Much like Freddie's mercurial showmanship, “We Will Rock You” isn't just one thing – there's humor, political satire, outrageous personalities, and, of course, a rockin' soundtrack that makes you happy. The story is a bizarre journey into the future where a monotone society is run by an evil corporation ruled by the Killer Queen. Galileo, a disenfranchised youth, teams up with Scaramouche and a scrappy band of underground Bohemians (taps nose) to fight the power, bring back individualism, and, presumably, do the fandango. According to Lewis, it is chock-full of pop culture references, dry humor, and a lot of kitschy fun. Queen band members prefer to call it a "rock theatrical" rather than a musical.
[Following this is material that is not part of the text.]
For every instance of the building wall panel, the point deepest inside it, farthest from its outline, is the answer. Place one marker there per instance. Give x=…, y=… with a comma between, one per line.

"Having hung out with Brian May," says Lewis, "he is thoughtful, he is an artist. [Queen] is all about putting positive energy out and getting positive energy back. They are the most multi-faceted cool dudes. It was inspiring to meet with them. I was like, 'Wow this is the real deal.'"
The band wanted to shy away from the show being biographical, a la "Jersey Boys." "They wanted it to be totally out there. They think that's what Freddie would have wanted," says Lewis. The band members are involved with casting, sit in on rehearsals, sometimes join the cast on stage, and love collaborating so that the script is an evolving creature.
For example, when the North American tour was announced, Elton wanted to revamp the show for US audiences, especially when it came to the humor. Elton and the band asked for the cast's input and let them bounce ideas around for changes, which is exceedingly rare for big touring shows.
"It was really different than the rehearsal process I'm used to," says Lewis with a laugh. "Most of all, they want to maintain the integrity and make sure that Freddie would like it. They want to be eyes for Freddie. They also wanted to keep it relevant, so if there are any pop culture references that come up during the run, [the cast] can get together and change the show. Though sometimes [Brian May] would argue back and say, 'I'm sorry, darling, but that's how it is.'"
Lewis has solid regional and national tour credits, playing roles like Elle Woods, Sally Brown, Dainty June -- you get the idea. As a cute blonde, it can be hard to break out of typecasting, but Lewis is over the moon to get to inhabit the edgy Scaramouche. "You start out by being whatever you look like. This role has completely changed everything. She's goth, she's rock, it's a wonderful transformation. She's definitely my favorite to date. Really, she's such an ass with Galileo and constantly putting him in his place and it feels so good doing it. It's so nice not to be the brunt of the joke every time."
And like Lewis has been reveling in the transformation from ingenue to wise-crackin' tough chick, so she hopes Seattle audiences will be transformed, even if just temporarily. "This is a celebration of Queen and individuality and we want people to let loose and be transcended into an alternate reality for a little while, and if people let themselves do that, then they really love the show."
After the interview, I told her to enjoy the rest of her stay in San Francisco (the stop before Seattle). She replied, "I'm actually going to see Queen in concert tonight. Brian May got me tickets and I'm actually going to go back stage and hang out with them a little bit. He's a sweet, sweet, sweet man. I'm looking forward to being on the other side."
So that pretty much had my evening beat.